Emma Rhodes on the Aquinas Program: “Amazing! I Love Books”
When Emma Rhodes came to St. Thomas as a first-year student, she wasn’t sure what the Aquinas Program was about, but a course built around books intrigued her.
Now finishing her degree, she couldn’t have predicted the valuable lessons she learned.
“I read about STU’s Great Books program and thought, ‘Amazing! I love books.’ I read through the list of books in the program and it was everything I wanted. When I went to register, I realized that the Aquinas Program counted for three blocks of my schedule.”
“I expected three separate courses, but the program combines all three subjects without separate classes. This was a nice surprise because I was able to gain course credits for three courses and learn about Philosophy and Human Rights all by reading books. I’ve always been an English kid, so I loved this.”
Rhodes is completing an Honours in English Creative Writing. She said she expected the Aquinas Program to improve her academic writing, but it helped her grow as a creative writer as well.
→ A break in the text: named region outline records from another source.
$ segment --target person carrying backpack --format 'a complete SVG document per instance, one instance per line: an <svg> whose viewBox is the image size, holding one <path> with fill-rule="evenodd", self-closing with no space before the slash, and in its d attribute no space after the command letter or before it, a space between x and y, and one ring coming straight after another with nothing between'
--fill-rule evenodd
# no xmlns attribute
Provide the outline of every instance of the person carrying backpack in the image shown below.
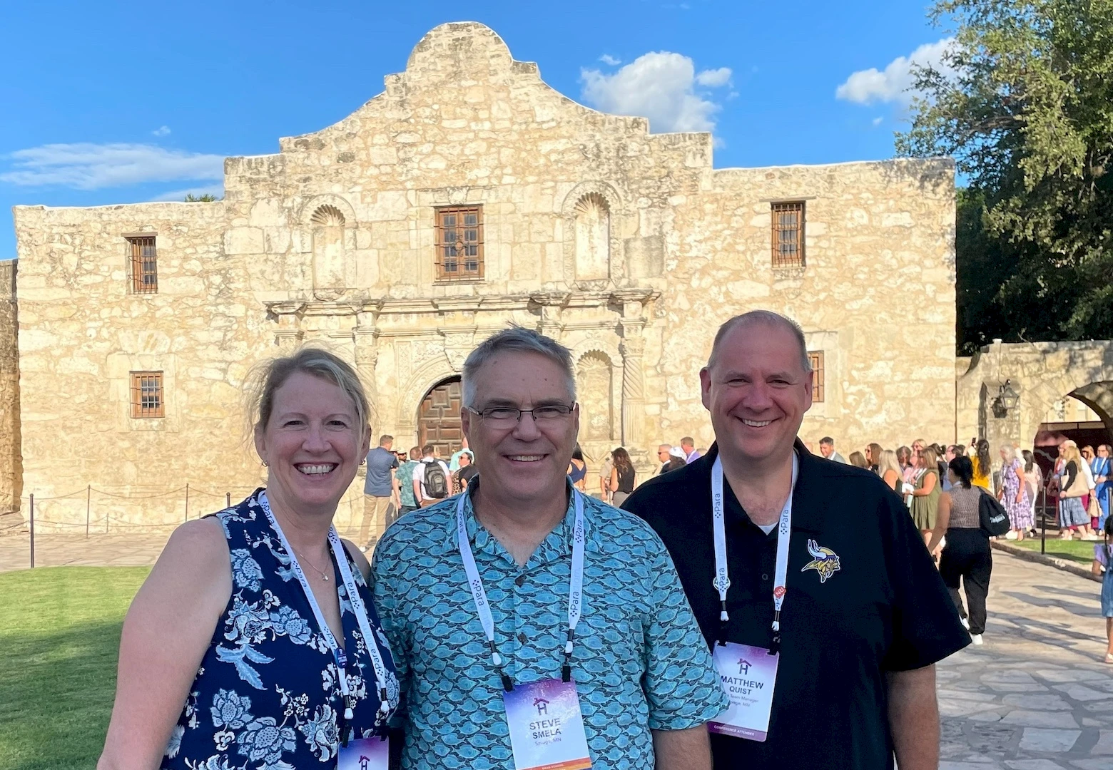
<svg viewBox="0 0 1113 770"><path fill-rule="evenodd" d="M425 444L421 447L422 461L414 468L414 498L421 507L439 503L452 493L449 466L436 458L436 447Z"/></svg>
<svg viewBox="0 0 1113 770"><path fill-rule="evenodd" d="M947 475L952 484L951 491L939 495L939 510L927 549L934 553L946 535L946 545L939 556L939 576L951 592L963 625L971 632L971 641L982 644L986 619L985 598L989 593L989 574L993 572L989 536L1007 532L1008 516L1004 511L987 509L991 525L997 526L998 531L991 533L985 530L983 506L999 507L1001 504L985 490L972 483L974 464L969 457L952 460L947 464ZM983 498L989 502L983 503ZM958 594L959 582L966 592L966 609L963 609L963 600Z"/></svg>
“Reading is one of the best things someone can do to help with writing,” she said. “So many different texts helped my creative writing in ways I didn’t expect.”
Reading, discussing, and understanding texts is key to the Aquinas Program. It offers students texts from a variety of time periods and cultures to broaden the scope of study and give students the ability to understand concepts through different perspectives.
“All different sorts of texts are studied,” said Rhodes. “Both fiction and non-fiction, political and moral philosophy, poetry and film—from as far back as ancient Greece to the 21st century.”
“Even if texts were written hundreds of years ago, Aquinas taught me to recognize how they apply to today. I was taught different ideologies, and this helped me form my own beliefs and think about why I hold those beliefs.”
“The professors are noticeably concerned with your success. I ultimately chose to continue and do a Great Books major because Dr. Dinan approached me.”
Dr. Matthew Dinan is a professor in the Aquinas Program.
For him, building these connections and helping students grow is the best part of teaching in the program.
“My favourite thing about teaching in Aquinas is developing strong relationships with my students and having the time and space necessary to help them develop as writers and thinkers over their first year. I'm an alumnus of the Aquinas program—way back in 2002—so I know how it helps prepare students for success in their degrees.”